Let's check the shapes of a single sample:

In [None]:
y = batch['target_ids'].to(device, dtype = torch.long)
y_ids = y[:,:-1].contiguous() # Original
#print(batch['target_ids'][:,target_ids > 0])
print(y.shape)
#print(y_ids[:,y_ids>0])
print(y_ids.shape)
lm_labels = y[:,1:].clone().detach() # Original
lm_labels[y[:,1:] == tokenizer.pad_token_id] = -100 # Original
print(lm_labels.shape)


torch.Size([2, 10])
torch.Size([2, 9])
torch.Size([2, 9])


# Create the T5 model

In [None]:
# Defining the model. We are using t5-base model and added a Language model layer on top for generation of Summary. 
# Further this model is sent to device (GPU/TPU) for using the hardware.
model = T5ForConditionalGeneration.from_pretrained("t5-base")
model = model.to(device)

HBox(children=(FloatProgress(value=0.0, description='Downloading', max=1199.0, style=ProgressStyle(description…




HBox(children=(FloatProgress(value=0.0, description='Downloading', max=891691430.0, style=ProgressStyle(descri…

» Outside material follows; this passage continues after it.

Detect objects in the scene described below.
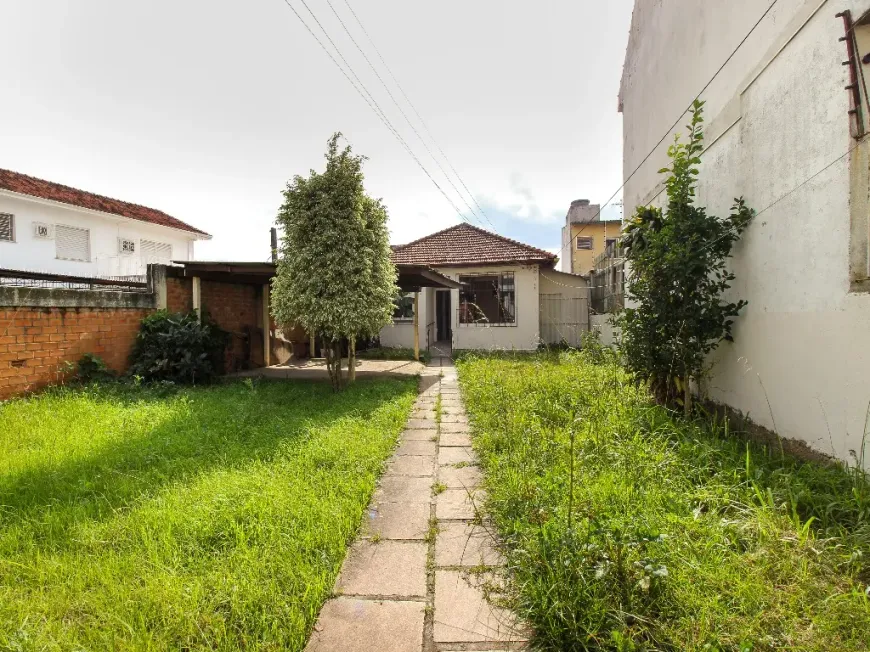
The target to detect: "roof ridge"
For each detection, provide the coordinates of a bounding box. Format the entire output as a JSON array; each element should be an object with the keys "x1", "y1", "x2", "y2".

# Create the train function

In [None]:
# Creating the training function. This will be called in the main function. It is run depending on the epoch value.
# The model is put into train mode and then we wnumerate over the training loader and passed to the defined network 
def train(epoch, tokenizer, model, device, loader, optimizer):
    model.train()
    for _,data in enumerate(loader, 0):
        y = data['target_ids'].to(device, dtype = torch.long)
        y_ids = y[:, :-1].contiguous()
        lm_labels = y[:, 1:].clone().detach()
        lm_labels[y[:, 1:] == tokenizer.pad_token_id] = -100
        ids = data['source_ids'].to(device, dtype = torch.long)
        mask = data['source_mask'].to(device, dtype = torch.long)
        outputs = model(input_ids = ids, attention_mask = mask, decoder_input_ids=y_ids, labels=lm_labels)
        loss = outputs[0]
        # Register loss in W&B
        #if _%100 == 0:
        #    wandb.log({"Training Loss": loss.item()})

        if _%500==0:
            print(f'Epoch: {epoch}, Loss:  {loss.item()}')
        
        optimizer.zero_grad()
        loss.backward()
        optimizer.step()


# Create the validation function

In [None]:
# Validation function. After training we apply the model to the test dataset to produce summaries. 
# We apply a beam search strategy
def validate(epoch, tokenizer, model, device, loader):
    model.eval()
    predictions = []
    actuals = []
    with torch.no_grad():
        for _, data in enumerate(loader, 0):
            y = data['target_ids'].to(device, dtype = torch.long)
            ids = data['source_ids'].to(device, dtype = torch.long)
            mask = data['source_mask'].to(device, dtype = torch.long)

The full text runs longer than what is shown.